I wouldn’t call myself a fashion guru, but I do like to keep up to date with what’s “in” and what’s “out”, having a disability has created a barrier between what I would like to wear and what I have the confidence and ability to wear.
I can’t think of an exact point where this came about but, for example, when I was younger I used to wear piniffers to school, shorts and dresses and didn’t have any hang ups about what it looked like. Looking back now, I definitely lost so much confidence and this showed through my dress code.
I have always had to dress from the shoes upwards, getting shoes to fit my splints has always been a nightmare so my outfits always depend on what I can wear on my feet.
I went through a stage in my life for about 5 years where dusk til dawn i wore Ugg boots, come rain or shine. No exceptions! No matter what I was doing or where i was going they were a big pile of fake sheep fur i could hide behind.
For a while I had my ‘disco boots’ which I would wear for an hour or so in the club. I used to fall over a lot it in them.
Leaving shoes by the by for a second, there are also certain styles that having a disability means they are really impractical for me. Take the average “work shirt”, it would take me about 45 minutes to button it up – ain’t nobody got time for that! Also there are so many “cute tops” that have a button on the back of the neck or a zip up the side that just not doable for my good self.
Fashion and trends have developed a lot in my lifetime so far, so there are lots more options for jeggings and elasticated (non grandma/non pregnancy) trousers but for a long time it was difficult to get fashionable trousers without a button or a zip. I can wear these types of clothes if I am going out or for a special occasion, either with my mates zipping or buttoning me up, worst case I’ll ask a stranger to help a gal out. In the ugg boot days I wouldn’t have had the self confidence to do that so they were off limits!
Speaking of confidence, when I was at uni I went through some crazy life journeys and made some incredible bonds. Not to gush too much over him, but the time I spent with my galpal Owen, I really can’t even put into words how much he did for my confidence. In my adult life I spent the majority of it in boots that covered half of my legs. He broke down the walls of pure fear of what other people would think and say about me because he has so much faith in me. Somehow he managed to change the way I think about myself in a 99% more positive way and unleashed a new generation of Lauz.
LEGGINZ AND A CROP TOPPPPPP
The focal point here is the Uggs were shed.

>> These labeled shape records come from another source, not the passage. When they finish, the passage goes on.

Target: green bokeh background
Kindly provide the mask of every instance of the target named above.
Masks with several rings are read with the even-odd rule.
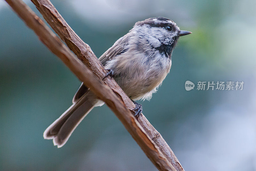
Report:
[[[180,39],[170,73],[142,102],[143,113],[185,170],[256,170],[255,1],[52,2],[98,57],[148,18],[164,16],[192,32]],[[2,0],[0,64],[0,170],[156,170],[105,105],[61,148],[44,139],[80,83]],[[245,83],[242,91],[187,91],[187,80]]]

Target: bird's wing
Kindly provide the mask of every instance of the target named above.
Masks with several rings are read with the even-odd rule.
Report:
[[[115,56],[120,55],[127,50],[125,47],[128,45],[129,39],[131,34],[131,33],[129,32],[120,38],[116,41],[111,48],[108,49],[100,57],[99,60],[103,66],[105,66],[108,61]]]
[[[116,41],[112,47],[108,49],[100,57],[99,60],[103,66],[106,65],[108,61],[111,60],[116,55],[122,54],[127,50],[125,47],[128,45],[128,39],[131,35],[131,33],[129,32],[120,38]],[[83,83],[82,83],[82,85],[73,98],[73,103],[77,101],[83,94],[87,92],[88,90],[88,88]]]

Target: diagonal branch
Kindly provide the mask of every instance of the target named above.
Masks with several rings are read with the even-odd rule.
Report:
[[[131,111],[127,109],[124,103],[109,87],[100,81],[99,77],[101,78],[105,75],[102,65],[89,46],[76,34],[49,1],[31,1],[51,27],[90,70],[76,57],[22,1],[5,1],[28,26],[34,31],[41,41],[62,60],[80,80],[105,102],[159,170],[184,170],[162,136],[145,116],[142,115],[139,118],[143,130]],[[134,108],[133,103],[114,81],[108,78],[105,82],[121,98],[126,108],[129,109]],[[96,85],[97,86],[95,87]]]

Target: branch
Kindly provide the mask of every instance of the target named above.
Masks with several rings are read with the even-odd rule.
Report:
[[[76,57],[22,1],[20,0],[5,1],[28,26],[34,31],[45,46],[60,57],[81,81],[106,103],[159,170],[174,171],[176,169],[179,171],[184,171],[171,148],[145,116],[141,115],[139,119],[143,130],[133,117],[131,111],[127,109],[115,94],[112,90],[121,98],[126,108],[130,109],[134,108],[133,103],[116,83],[108,78],[106,79],[105,82],[112,89],[111,90],[101,81],[100,78],[103,78],[105,73],[103,71],[103,68],[100,62],[89,46],[76,34],[50,1],[31,1],[61,39],[90,70]]]

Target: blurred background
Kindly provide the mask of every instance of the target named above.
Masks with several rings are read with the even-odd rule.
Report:
[[[148,18],[193,32],[180,39],[143,114],[185,170],[256,170],[255,1],[52,1],[98,57]],[[44,139],[80,83],[2,0],[0,23],[0,170],[156,170],[106,105],[61,148]],[[244,83],[242,91],[187,91],[187,80]]]

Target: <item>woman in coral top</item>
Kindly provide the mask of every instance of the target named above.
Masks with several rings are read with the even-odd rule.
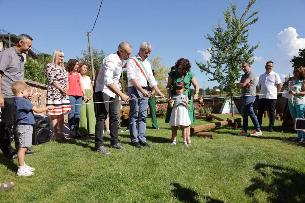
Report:
[[[81,104],[82,100],[85,102],[87,101],[81,74],[77,72],[78,67],[78,61],[74,59],[69,60],[66,65],[69,78],[68,94],[71,110],[68,115],[70,127],[70,136],[67,137],[69,138],[79,138],[82,136],[79,131]]]

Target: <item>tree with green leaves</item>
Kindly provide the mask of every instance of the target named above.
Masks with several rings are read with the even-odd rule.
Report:
[[[38,60],[29,58],[24,63],[24,78],[29,80],[42,84],[48,84],[44,81],[43,67],[41,62]]]
[[[254,17],[258,12],[253,11],[248,17],[246,16],[251,6],[256,1],[250,0],[240,17],[236,15],[236,4],[231,2],[231,9],[228,7],[225,11],[223,11],[226,27],[224,28],[223,25],[221,24],[220,19],[217,26],[212,24],[214,37],[209,34],[204,35],[212,47],[207,48],[211,56],[206,64],[195,61],[202,72],[205,72],[206,75],[212,75],[212,77],[209,77],[209,81],[217,81],[223,85],[228,96],[231,97],[239,92],[236,82],[239,80],[241,75],[239,72],[241,70],[242,63],[246,61],[251,63],[254,62],[253,53],[259,44],[250,47],[248,41],[249,26],[258,20],[258,18]],[[231,99],[232,101],[231,97]],[[231,103],[233,106],[233,102]],[[233,109],[233,106],[232,109]],[[234,116],[232,111],[232,116]]]
[[[295,68],[298,65],[305,67],[305,49],[299,49],[299,56],[294,56],[290,62],[292,63],[292,67]]]
[[[161,62],[162,58],[159,56],[150,58],[150,64],[152,69],[155,71],[155,78],[158,82],[159,89],[164,95],[166,94],[166,87],[165,86],[165,79],[170,69],[163,65]]]
[[[87,47],[87,50],[83,50],[81,52],[83,55],[82,57],[76,56],[76,59],[80,61],[84,62],[88,65],[88,69],[87,75],[92,79],[92,73],[91,71],[91,62],[90,59],[90,53],[89,52],[89,47]],[[105,53],[102,49],[99,51],[95,48],[92,48],[92,58],[93,61],[93,68],[94,73],[96,70],[101,67],[101,65],[103,59],[106,57]],[[96,77],[96,76],[95,77]]]

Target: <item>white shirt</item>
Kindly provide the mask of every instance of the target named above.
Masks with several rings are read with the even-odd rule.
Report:
[[[111,54],[104,59],[96,80],[95,92],[101,91],[110,97],[115,97],[115,94],[107,87],[113,83],[116,85],[119,81],[124,62],[124,60],[120,59],[116,52]]]
[[[270,99],[274,100],[278,99],[278,94],[276,85],[282,83],[280,76],[273,71],[269,74],[265,73],[261,75],[258,80],[258,84],[261,85],[260,87],[261,94],[269,94],[260,95],[259,99]],[[270,94],[270,93],[274,93]]]
[[[89,76],[86,76],[84,78],[83,78],[81,77],[81,82],[83,82],[83,85],[84,86],[84,89],[91,89],[91,80],[90,79],[90,78]]]
[[[133,85],[130,82],[130,80],[135,79],[141,87],[147,86],[147,81],[149,83],[149,86],[152,88],[155,85],[157,85],[158,83],[156,81],[155,77],[152,75],[152,67],[150,63],[147,59],[144,61],[142,60],[141,57],[139,54],[136,55],[136,57],[139,60],[142,61],[142,63],[145,67],[147,72],[147,80],[141,72],[140,68],[138,67],[135,62],[133,60],[129,59],[127,62],[127,78],[128,78],[128,86],[133,87]]]

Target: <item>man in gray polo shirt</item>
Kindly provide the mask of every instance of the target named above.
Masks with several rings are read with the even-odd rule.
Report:
[[[262,135],[262,132],[252,105],[256,98],[256,75],[250,70],[251,66],[250,62],[248,61],[242,63],[242,67],[245,74],[242,76],[239,83],[236,84],[238,88],[241,88],[242,96],[243,96],[242,97],[243,103],[241,112],[242,116],[242,130],[239,135],[247,135],[249,115],[255,129],[255,130],[252,132],[251,135],[258,136]]]
[[[33,39],[27,34],[17,37],[15,46],[0,52],[0,107],[2,114],[0,125],[0,149],[5,158],[13,159],[17,153],[12,147],[11,129],[14,124],[15,108],[12,92],[12,85],[16,81],[23,81],[24,58],[22,54],[27,54],[31,49]],[[19,147],[17,135],[14,129],[15,147]],[[35,152],[29,149],[26,154],[31,155]]]

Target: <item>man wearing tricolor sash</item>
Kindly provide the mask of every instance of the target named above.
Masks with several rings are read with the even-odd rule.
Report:
[[[157,83],[152,75],[150,63],[147,58],[151,52],[152,47],[148,42],[144,42],[140,46],[138,54],[127,62],[127,77],[128,91],[127,95],[131,99],[129,101],[129,133],[132,145],[136,147],[149,147],[146,142],[145,119],[148,108],[148,97],[151,95],[147,91],[147,81],[159,96],[164,96],[158,87]],[[137,128],[139,138],[137,135]]]

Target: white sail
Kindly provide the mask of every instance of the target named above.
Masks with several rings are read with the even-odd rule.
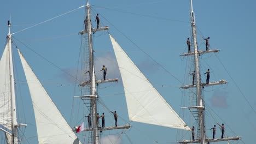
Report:
[[[190,130],[109,34],[124,85],[130,120]]]
[[[33,103],[39,143],[80,143],[19,50],[19,53]]]
[[[10,43],[7,43],[0,61],[0,128],[11,131],[11,98],[10,58]]]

And I’ve never looked back.
It was a huuuuuuge milestone for me to wear leggings and trousers that were tight against my splints, that showed the shape of my legs and what felt like walking bare.
I get that everyone has hang ups about their clothes and wishes they could wear things if they were taller, shorter, thinner, curvier or a baller. The point of this is not woe is me but to reflect on how much clothing and what’s available to wear can reflect how you feel.
Today I love not caring about what I wear, in a way where I like not matching and if I want to wear something that doesn’t look quite right with trainers then I’ll no longer choose not to wear it, but wear it and with a big middle finger to anyone who looks me up and down. Obv you know if you’ve been following for a little while that instead of hiding my splints or letting them dictate what I wear, I’ve just been letting them be. They’re not going away, so I’ll wear what I want and wear it with pride.